22 Janvier 2013 , Rédigé par RJDH-RCA Publié dans #CENTRAFRIQUE INFOS

20121223232824642734_20.jpgLa population et surtout les agents de l’Etat sont tous au champ, fuyant les représailles des rebelles.

A Bambari, Grimari ou Sibut, on n’a jamais connu l’opulence. Mais depuis que la Seleka a conquis ces villes, le quotidien a sérieusement empiré. Dans la seule de ces trois localités à avoir connu des combats, Bambari, toutes les administrations ont été saccagées. Des entreprises ont été pillées et les habitants sont inquiets ou en colère. C’est ainsi, qu’une quinzaine d’étudiants de l’Ecole normale des instituteurs (ENI) de Bambari qui a quitté la ville, après l’occupation par les rebelles de la Séléka et est arrivée à Bangui le 15 janvier. 

Parmi eux, certains acceptent de témoigner leur vécu pendant les moments de crise et la situation actuelle de la ville. «Nous avons passé 15 jours à marcher tantôt sur la route, tantôt dans la forêt avant d’arriver à Bangui. Nous ne pouvons pas rester sur place dans la ville puisque nous n’avons plus de ressources pour subvenir à nos besoins. La plupart des normaliens n’ont pas de parents dans la ville. Et comme nous ne voulons pas mourir de faim, nous avons décidé de descendre sur Bangui», a témoigné Wilfried Wallo.
Il affirme que la ville de Bambari est presque déserte. 

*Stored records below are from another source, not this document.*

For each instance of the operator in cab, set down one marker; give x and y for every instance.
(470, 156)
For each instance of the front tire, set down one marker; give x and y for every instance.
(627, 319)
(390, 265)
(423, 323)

La population et surtout les agents de l’Etat sont tous au champ, fuyant les représailles des rebelles. Ceux-ci avaient commencé dès la prise de la ville à faire une chasse aux sorcières contre les fonctionnaires et agents de l’Etat centrafricain. Ils ont été aidés dans leurs macabres besognes par les jeunes qui avaient accepté de rejoindre les rangs des rebelles. Ces jeunes jouaient aux indicts contre les fonctionnaires, les commerçants et les hommes d’affaires de Bambari dans le but de bénéficier du pillage.

Un autre témoin a fait savoir que la population vit dans un climat de peur. «A la moindre erreur, les rebelles sanctionnent. Le plus souvent par des exécutions sommaires. La ville de Bambari jadis resplendissante, a perdu tous ses attraits. Le jour, nous avons l’impression de vivre dans une ville fantôme. Je ne sais pas dans combien de temps l’Etat va remettre tout cela en place», s’est- il interrogé. Par ailleurs, Il a souligné que la population a besoin d’une assistance médicale, afin de pallier aux épidémies du paludisme et de la diarrhée, dus aux piqures de moustiques et le manque d’eau potable. La société d’eau étant fermée et la population est obligée de consommer de l’eau de puits, mal entretenue. «Une action d’urgence est nécessaire pour la survie de la population», a suggéré un des témoins.